Когда на следующий вечер я пришел в офис, осторожно разулся и поставил обувь на коврик рядом с диваном, Сократ уже ставил чайник. Не поворачиваясь, он произнес:
– Как насчет небольшого соревнования? Ты проделаешь какую-нибудь интересную штуку, я проделаю интересную штуку, и посмотрим, кто выиграет.
– Ладно, если ты так хочешь.
Мне не хотелось ставить его в неловкое положение, поэтому я просто постоял несколько секунд на столе на одной руке, потом встал на обе руки и сделал обратное сальто, мягко приземлившись на ковер.
Сократ обескураженно покачал головой:
– Я-то надеялся, мы будем хотя бы относительно на равных, но это явно не тот случай.
– Прости, Сократ. В конце концов, ты моложе не становишься, а я все-таки первоклассный гимнаст.
– Я имел в виду, – усмехнулся он, – что у тебя нет ни единого шанса.
– В каком смысле?
– Смотри внимательно.
Он медленно повернулся и направился в туалет. Я отошел к двери на случай, если он опять выскочит на меня с самурайским мечом. Но он вышел с обычной кружкой в руках. Наполнил ее водой, улыбнулся мне, приветственно приподняв кружку, а потом медленно выпил воду.
– И что? – спросил я.
– И всё.
– Что всё? Ты ничего не сделал.
– На самом деле сделал. Просто ты не умеешь видеть. Я почувствовал, что у меня не все ладно с почками, там скопилось небольшое количество токсинов; через несколько дней это могло бы привести к интоксикации всего организма. Поэтому, не дав развиться симптомам, я локализовал проблему и вымыл ее из почек стаканом воды.
Я невольно рассмеялся:
– Сократ, ты самый удивительный человек из всех, кого я встречал.
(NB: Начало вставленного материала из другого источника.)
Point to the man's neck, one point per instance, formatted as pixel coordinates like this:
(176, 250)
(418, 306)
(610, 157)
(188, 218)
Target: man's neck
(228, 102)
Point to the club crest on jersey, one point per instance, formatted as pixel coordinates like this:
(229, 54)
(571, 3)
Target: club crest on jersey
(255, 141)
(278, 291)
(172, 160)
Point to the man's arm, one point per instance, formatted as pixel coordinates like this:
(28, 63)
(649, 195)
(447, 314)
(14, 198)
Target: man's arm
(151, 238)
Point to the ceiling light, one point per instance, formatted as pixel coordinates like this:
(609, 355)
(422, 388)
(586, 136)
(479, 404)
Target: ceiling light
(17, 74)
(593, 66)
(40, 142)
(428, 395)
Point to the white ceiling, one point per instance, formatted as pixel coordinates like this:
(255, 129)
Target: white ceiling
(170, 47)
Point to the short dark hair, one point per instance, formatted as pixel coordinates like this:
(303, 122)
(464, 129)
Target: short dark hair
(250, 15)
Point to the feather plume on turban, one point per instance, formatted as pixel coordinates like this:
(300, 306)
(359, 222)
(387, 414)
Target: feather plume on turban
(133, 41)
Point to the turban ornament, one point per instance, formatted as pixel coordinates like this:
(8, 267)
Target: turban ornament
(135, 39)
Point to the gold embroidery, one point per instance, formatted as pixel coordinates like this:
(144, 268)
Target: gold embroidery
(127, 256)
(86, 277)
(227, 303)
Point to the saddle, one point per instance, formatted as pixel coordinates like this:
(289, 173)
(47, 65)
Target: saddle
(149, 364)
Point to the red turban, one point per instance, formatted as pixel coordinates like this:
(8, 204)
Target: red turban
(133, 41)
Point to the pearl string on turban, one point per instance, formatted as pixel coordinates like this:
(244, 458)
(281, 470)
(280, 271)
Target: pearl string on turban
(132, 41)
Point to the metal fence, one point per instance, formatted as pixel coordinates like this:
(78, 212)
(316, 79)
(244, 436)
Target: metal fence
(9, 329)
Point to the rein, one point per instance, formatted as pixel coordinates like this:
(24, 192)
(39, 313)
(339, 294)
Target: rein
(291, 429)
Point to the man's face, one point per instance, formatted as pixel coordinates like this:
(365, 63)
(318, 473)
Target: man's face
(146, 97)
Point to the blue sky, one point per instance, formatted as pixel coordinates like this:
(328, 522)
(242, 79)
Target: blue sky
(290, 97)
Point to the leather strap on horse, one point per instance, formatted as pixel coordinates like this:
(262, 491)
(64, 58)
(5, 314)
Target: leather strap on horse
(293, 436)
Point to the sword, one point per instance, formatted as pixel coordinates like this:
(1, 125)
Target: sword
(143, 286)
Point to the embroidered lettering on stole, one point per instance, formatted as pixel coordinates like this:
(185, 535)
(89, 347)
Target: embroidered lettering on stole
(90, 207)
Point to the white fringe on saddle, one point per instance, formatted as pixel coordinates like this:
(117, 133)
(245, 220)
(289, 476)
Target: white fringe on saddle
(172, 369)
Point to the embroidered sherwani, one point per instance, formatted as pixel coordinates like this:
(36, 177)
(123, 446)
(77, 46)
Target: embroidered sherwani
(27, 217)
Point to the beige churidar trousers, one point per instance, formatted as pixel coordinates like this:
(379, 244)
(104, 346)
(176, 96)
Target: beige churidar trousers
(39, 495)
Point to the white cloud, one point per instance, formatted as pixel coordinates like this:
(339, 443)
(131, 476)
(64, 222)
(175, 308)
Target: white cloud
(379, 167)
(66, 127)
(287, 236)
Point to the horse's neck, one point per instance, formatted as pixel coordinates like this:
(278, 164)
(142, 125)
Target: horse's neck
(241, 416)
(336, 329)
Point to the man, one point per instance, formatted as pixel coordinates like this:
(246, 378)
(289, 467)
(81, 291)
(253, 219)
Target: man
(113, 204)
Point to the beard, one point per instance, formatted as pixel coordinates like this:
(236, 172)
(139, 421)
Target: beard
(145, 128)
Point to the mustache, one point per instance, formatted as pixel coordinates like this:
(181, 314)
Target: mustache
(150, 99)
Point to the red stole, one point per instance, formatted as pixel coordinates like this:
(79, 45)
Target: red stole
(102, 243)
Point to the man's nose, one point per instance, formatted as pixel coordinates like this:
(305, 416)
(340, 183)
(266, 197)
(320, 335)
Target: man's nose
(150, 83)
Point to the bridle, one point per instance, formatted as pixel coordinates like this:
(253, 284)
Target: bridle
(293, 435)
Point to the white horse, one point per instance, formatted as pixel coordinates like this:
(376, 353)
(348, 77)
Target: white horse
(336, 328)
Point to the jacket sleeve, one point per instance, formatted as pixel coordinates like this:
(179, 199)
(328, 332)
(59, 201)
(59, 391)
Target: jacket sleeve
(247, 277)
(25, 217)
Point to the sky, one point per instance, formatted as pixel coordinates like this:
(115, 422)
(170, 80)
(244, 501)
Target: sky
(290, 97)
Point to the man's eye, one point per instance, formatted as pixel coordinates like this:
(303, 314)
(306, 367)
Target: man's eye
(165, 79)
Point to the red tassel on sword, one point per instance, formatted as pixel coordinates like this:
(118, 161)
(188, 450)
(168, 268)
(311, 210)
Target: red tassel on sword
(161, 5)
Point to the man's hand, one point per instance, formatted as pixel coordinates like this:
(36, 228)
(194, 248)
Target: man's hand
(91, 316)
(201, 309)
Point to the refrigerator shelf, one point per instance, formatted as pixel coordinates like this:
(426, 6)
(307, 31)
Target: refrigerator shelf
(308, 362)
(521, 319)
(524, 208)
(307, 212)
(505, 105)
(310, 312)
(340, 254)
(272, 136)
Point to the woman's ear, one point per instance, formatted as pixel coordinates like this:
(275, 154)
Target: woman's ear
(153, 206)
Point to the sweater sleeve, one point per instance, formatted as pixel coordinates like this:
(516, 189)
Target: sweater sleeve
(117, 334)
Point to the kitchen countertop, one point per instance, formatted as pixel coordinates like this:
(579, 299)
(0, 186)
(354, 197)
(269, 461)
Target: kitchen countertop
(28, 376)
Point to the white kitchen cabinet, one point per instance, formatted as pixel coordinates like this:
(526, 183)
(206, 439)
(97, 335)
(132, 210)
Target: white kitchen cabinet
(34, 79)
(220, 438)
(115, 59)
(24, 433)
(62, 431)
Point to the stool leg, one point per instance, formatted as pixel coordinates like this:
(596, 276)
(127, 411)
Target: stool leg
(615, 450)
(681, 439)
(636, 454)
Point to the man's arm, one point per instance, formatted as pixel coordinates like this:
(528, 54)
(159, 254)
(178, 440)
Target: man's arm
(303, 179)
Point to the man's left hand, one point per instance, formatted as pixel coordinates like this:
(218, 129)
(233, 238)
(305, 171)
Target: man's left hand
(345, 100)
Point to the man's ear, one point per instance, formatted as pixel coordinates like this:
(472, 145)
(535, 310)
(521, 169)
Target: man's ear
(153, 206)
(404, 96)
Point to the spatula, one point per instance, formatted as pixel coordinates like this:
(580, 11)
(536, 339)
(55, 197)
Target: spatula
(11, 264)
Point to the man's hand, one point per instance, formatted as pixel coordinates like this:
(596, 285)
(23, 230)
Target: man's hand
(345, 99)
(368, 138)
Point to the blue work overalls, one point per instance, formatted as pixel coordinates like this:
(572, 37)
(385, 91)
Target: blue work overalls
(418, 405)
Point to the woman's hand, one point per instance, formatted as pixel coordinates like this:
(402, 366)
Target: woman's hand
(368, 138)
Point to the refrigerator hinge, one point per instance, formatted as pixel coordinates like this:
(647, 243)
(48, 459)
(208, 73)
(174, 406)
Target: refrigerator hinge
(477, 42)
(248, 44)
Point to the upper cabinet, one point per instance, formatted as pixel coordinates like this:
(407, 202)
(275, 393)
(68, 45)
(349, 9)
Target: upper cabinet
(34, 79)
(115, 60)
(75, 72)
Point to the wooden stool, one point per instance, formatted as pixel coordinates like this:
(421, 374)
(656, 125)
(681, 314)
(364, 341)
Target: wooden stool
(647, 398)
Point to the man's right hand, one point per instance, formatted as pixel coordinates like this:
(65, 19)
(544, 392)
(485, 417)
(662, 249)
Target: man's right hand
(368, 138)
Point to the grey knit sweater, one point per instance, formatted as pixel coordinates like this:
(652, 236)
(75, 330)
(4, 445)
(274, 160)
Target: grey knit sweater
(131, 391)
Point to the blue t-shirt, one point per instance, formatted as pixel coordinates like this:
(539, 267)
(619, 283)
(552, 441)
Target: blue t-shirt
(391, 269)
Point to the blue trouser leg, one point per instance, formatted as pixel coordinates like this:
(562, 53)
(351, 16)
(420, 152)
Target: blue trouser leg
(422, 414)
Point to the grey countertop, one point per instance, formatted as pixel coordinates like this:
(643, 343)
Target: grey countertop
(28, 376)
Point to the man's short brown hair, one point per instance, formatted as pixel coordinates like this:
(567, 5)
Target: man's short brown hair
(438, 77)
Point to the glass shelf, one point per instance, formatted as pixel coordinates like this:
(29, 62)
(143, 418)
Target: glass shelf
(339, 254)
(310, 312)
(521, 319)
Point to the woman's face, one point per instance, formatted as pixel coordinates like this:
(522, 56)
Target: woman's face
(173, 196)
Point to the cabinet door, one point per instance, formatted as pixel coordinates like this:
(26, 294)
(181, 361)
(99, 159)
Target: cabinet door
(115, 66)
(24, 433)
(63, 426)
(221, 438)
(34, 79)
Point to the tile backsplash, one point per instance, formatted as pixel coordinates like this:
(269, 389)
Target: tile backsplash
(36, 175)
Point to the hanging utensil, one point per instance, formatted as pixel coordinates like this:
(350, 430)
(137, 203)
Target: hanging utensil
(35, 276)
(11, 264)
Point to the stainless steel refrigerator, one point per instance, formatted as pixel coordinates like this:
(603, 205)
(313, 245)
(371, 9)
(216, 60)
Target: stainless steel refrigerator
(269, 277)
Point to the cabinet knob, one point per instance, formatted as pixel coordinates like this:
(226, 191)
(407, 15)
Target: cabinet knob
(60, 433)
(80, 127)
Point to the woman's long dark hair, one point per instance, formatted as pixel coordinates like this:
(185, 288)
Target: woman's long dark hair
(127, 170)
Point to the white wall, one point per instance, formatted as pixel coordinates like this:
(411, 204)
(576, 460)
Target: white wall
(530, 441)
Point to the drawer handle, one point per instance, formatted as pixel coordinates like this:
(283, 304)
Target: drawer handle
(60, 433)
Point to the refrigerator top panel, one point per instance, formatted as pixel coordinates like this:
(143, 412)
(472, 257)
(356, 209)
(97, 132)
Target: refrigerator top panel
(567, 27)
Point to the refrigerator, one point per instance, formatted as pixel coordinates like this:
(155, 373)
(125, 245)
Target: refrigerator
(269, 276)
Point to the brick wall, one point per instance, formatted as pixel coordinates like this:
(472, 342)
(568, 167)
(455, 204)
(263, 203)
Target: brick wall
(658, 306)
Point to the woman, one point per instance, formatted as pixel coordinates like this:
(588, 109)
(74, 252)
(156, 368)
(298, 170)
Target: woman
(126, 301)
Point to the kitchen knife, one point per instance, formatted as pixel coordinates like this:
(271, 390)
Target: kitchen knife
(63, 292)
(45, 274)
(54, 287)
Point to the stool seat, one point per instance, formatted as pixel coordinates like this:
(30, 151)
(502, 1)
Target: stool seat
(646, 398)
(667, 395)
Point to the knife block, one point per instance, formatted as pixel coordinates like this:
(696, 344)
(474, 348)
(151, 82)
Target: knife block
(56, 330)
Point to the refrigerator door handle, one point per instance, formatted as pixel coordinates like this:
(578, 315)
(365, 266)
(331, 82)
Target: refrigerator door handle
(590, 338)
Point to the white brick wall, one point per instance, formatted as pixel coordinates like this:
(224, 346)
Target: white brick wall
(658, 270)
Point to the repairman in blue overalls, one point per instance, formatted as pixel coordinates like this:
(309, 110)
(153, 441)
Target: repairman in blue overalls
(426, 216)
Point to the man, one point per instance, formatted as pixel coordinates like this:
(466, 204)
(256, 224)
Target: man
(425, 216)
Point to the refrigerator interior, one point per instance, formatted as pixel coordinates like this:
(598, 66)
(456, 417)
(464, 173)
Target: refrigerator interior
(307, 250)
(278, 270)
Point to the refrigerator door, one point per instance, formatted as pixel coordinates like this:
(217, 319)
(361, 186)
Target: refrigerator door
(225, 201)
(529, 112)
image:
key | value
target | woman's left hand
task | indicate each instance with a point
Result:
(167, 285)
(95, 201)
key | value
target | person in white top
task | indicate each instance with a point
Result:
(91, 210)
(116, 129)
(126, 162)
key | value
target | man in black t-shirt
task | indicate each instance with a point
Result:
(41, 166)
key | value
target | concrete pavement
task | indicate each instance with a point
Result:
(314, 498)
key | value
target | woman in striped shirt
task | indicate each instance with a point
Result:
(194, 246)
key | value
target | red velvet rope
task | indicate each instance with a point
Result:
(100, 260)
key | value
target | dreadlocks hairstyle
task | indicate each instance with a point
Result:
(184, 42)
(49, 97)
Признайся – ты блефуешь.
– Я абсолютно серьезен. То, что я только что описал, действительно произошло. Чтобы проделать подобное с организмом, требуется осознавать внутренние энергии и обладать контролем над некоторыми тонкими внутренними процессами. А вот ты (он решил меня добить) имеешь весьма приблизительное представление о том, что происходит внутри этого мешка с кожей. Ты, как начинающий канатоходец, еще не развил достаточную чувствительность, и когда твой организм выходит из равновесия, ты «падаешь», то есть заболеваешь. Что же касается твоей гимнастической подготовки, то твое осознание развито слабо, его хватает только на то, чтобы выполнить несколько шаблонных движений, но гордиться тут нечем.
– Да, Сократ, тебя послушать, так в тройном сальто нет ничего особенного.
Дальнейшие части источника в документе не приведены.